Key Iran Nuclear Enrichment Site Of Natanz Shows No Sign Of Breach
The UN atomic watchdog reports no indication of increased radiation levels at Iran's main uranium-enrichment site, Natanz, after Israel's strikes.

The United Nations atomic watchdog said there’s no indication of increased radiation levels at Iran’s main uranium-enrichment site, an early sign that Israel’s strikes haven’t penetrated the containment layers protecting the Islamic Republic’s nuclear stockpile.
Iranian authorities told the International Atomic Energy Agency they haven’t observed higher radiation doses at the Natanz facility, located about 300 kilometers (186 miles) south of Tehran. No radiological or chemical contamination has spread beyond the site, according to the Atomic Energy Organization of Iran, cited by the Tasmin news agency.
Israel hasn’t carried out raids against Iran’s Bushehr nuclear power plant on the shore of the Persian Gulf, the authorities said. Neither Iran’s heavily-protected enrichment site at Fordow, 200 kilometers south of Tehran, or its uranium-conversion facility, 400 kilometers south of the capital, were hit, IAEA Director General Rafael Mariano Grossi said in a statement.

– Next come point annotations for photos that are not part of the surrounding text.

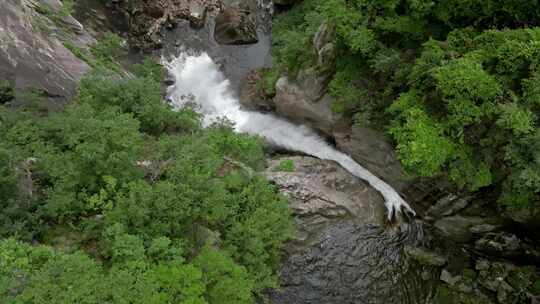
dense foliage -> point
(454, 82)
(133, 202)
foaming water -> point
(199, 80)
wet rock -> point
(483, 228)
(373, 150)
(448, 205)
(31, 58)
(321, 193)
(501, 243)
(293, 101)
(145, 19)
(425, 256)
(197, 13)
(235, 25)
(457, 227)
(492, 276)
(448, 278)
(352, 263)
(253, 95)
(529, 217)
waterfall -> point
(199, 80)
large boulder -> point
(372, 150)
(304, 101)
(235, 25)
(31, 56)
(253, 95)
(321, 193)
(144, 19)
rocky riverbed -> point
(457, 251)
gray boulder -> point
(30, 57)
(235, 25)
(458, 228)
(297, 101)
(321, 193)
(373, 150)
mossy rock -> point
(445, 295)
(7, 93)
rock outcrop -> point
(31, 53)
(372, 150)
(144, 19)
(342, 252)
(235, 25)
(322, 193)
(253, 95)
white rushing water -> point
(199, 80)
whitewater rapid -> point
(199, 80)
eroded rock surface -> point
(322, 193)
(343, 253)
(235, 25)
(144, 19)
(31, 55)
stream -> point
(351, 262)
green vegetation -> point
(132, 202)
(455, 83)
(7, 93)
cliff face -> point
(32, 53)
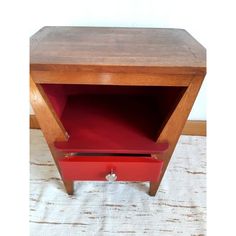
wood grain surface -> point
(102, 208)
(98, 48)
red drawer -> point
(97, 168)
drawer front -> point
(98, 168)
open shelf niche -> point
(112, 119)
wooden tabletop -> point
(116, 49)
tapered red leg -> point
(69, 186)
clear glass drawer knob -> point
(111, 177)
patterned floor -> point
(101, 208)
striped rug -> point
(121, 208)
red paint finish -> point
(96, 168)
(111, 124)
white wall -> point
(187, 14)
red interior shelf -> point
(111, 123)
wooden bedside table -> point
(112, 102)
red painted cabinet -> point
(112, 102)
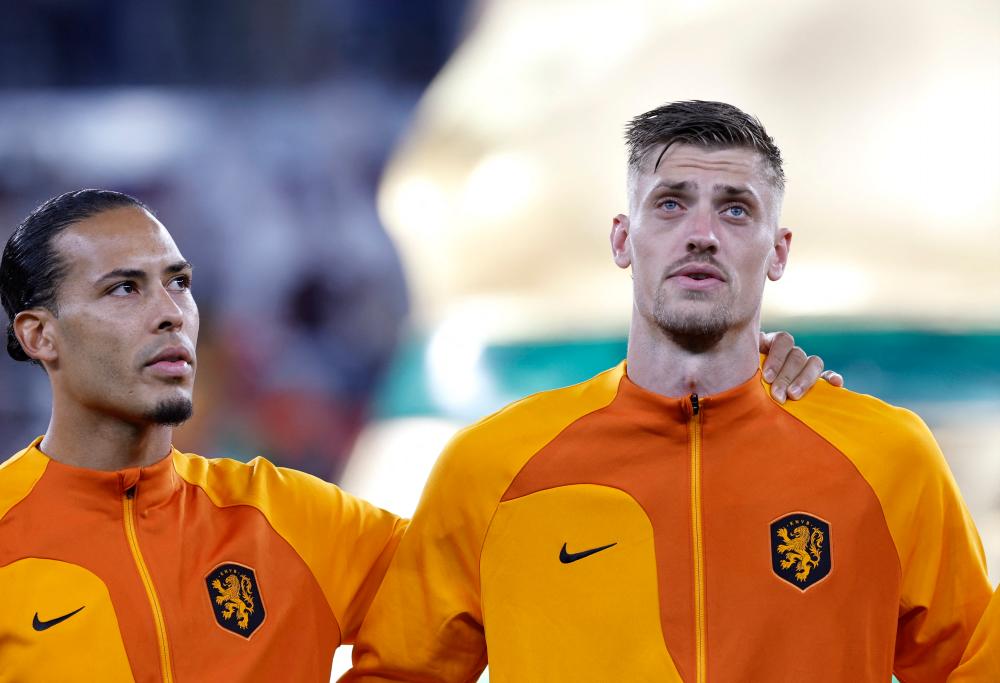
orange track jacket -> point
(187, 570)
(605, 533)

Israel’s Prime Minister Benjamin Netanyahu has said the attacks “will continue for as many days as it takes to remove this threat.”
Only the strongest conventional munitions are capable of penetrating Iran’s enrichment sites. The Natanz facility was built more than 40 meters (131 feet) underground and is protected by a steel and concrete shell, which researchers estimate to be some 8 meters thick. Similarly in Fordow, the enrichment hall is built into the side of a mountain. After a recent visit, Grossi estimated the hall is a half kilometer below the surface.
Addressing the agency’s board of governors in Vienna, which convened this week to discuss Iran’s nuclear work, Grossi said he’s “deeply concerned” by Israel’s military action. The attack breaches international legal norms, Grossi said, urging “maximum restraint” by both countries.

“Nuclear facilities must never be attacked, regardless of the context or circumstances, as it could harm both people and the environment,” Grossi told the IAEA’s board of governors on Friday, in his first detailed assessment of the attacks. “Such attacks have serious implications for nuclear safety, security and safeguards, as well as regional and international peace and security.”
There are still plentiful above-ground targets including power lines, transformers, labs and testing facilities. Choking off the flow of electricity is likely to have already forced Iran to begin the procedure of bringing centrifuges to a halt — that process to stop the machines, which spin at supersonic speeds to separate uranium isotopes, can take days.
The IAEA said in a statement that its inspectors are still in the country, and it’s in touch with Iranian authorities about potential radiation releases. Iran warned the agency in a May 22 diplomatic note that it would take “special measures” to protect its stockpile of nuclear material in the event of an Israeli strike.
Last year, the agency conducted more than 400 inspections in Iran, keeping track of the Islamic Republic’s uranium stockpile to gram levels.